Expand description
Ripvec retrieval pipeline ported into Rust.
This subtree mirrors the Python reference implementation at
~/src/semble/src/semble/. Each Rust module corresponds to one
Python source file; the port preserves the ripvec pipeline shape
(chunker → tokenizer → BM25 path-enrichment → static encoder →
RRF hybrid → boosts → penalties → reranker) one-for-one.
§Module map
| This module | Python source |
|---|---|
tokens | src/semble/tokens.py (camelCase/snake_case splitter) |
chunking | src/semble/chunking/{core,chunking}.py (AST-merge) |
bm25 | src/semble/index/sparse.py (path-enrichment + scoring) |
dense | src/semble/index/dense.py (StaticEncoder via model2vec-rs) |
ranking | src/semble/ranking/{weighting,boosting}.py (alpha + boosts) |
penalties | src/semble/ranking/penalties.py (path priors + rerank_topk) |
hybrid | src/semble/search.py (RRF + α-blend + boost + rerank) |
index | src/semble/index/index.py (RipvecIndex orchestrator) |
§Scope under --model ripvec
When --model ripvec is active, the orchestrator in index drives
the full pipeline: it builds a RipvecIndex
using the chunker in chunking and the encoder in dense, and
dispatches search via hybrid::search_hybrid.
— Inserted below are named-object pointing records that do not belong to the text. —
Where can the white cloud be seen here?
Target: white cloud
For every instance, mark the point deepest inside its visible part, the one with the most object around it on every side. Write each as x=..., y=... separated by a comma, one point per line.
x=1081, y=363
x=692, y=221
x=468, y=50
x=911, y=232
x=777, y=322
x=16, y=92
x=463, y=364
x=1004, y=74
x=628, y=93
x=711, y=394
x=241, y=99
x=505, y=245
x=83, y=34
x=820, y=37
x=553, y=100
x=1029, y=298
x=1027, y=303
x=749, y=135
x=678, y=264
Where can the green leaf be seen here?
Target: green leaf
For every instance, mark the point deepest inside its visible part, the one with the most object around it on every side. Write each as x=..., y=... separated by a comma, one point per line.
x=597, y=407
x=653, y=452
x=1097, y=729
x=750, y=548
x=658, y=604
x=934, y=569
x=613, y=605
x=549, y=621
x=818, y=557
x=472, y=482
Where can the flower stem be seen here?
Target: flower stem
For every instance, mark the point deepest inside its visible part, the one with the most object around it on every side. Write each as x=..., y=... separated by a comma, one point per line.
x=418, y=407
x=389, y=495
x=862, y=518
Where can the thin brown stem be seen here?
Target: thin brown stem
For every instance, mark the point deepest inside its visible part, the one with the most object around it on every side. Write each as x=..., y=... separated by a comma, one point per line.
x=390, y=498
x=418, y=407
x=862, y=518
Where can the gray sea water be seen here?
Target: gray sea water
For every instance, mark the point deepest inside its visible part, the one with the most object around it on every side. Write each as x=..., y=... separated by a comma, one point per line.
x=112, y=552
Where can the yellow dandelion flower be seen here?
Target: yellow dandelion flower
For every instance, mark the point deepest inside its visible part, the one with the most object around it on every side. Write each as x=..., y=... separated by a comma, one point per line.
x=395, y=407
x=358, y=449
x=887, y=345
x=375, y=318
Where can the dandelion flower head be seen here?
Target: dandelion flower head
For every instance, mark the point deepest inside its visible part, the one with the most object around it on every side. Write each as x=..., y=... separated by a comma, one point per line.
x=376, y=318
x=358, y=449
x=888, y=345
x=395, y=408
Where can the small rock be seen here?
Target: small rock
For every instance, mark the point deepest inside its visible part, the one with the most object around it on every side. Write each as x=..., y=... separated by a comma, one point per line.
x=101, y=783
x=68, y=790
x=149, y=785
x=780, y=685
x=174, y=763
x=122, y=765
Ripvec’s existing
BM25 in crate::bm25 and hybrid in crate::hybrid are not used
on this path.
Per the port+ripvec scope decision in docs/PLAN.md, the final
ranking step applies ripvec’s
boost_with_pagerank on top
of the ripvec engine’s rerank — making --model ripvec the ripvec engine’s retrieval plus
ripvec’s structural prior.
Modules§
- bm25
- BM25 with ripvec’s stem-doubled path enrichment.
- chunking
- Tree-sitter AST-merge chunker (semble flavor).
- dense
- Static encoder: in-process
StaticEmbedModelreimplementation. - hybrid
- Hybrid search: RRF fusion of semantic + BM25, then boosts and rerank.
- index
RipvecIndexorchestrator and PageRank-layered ranking.- penalties
- File-path penalties +
rerank_topkwith file-saturation decay. - ranking
- Alpha auto-detection and query-driven boosting.
- static_
model - In-process reimplementation of the Model2Vec static embedder.
- tokens
- Identifier tokenizer for BM25 indexing.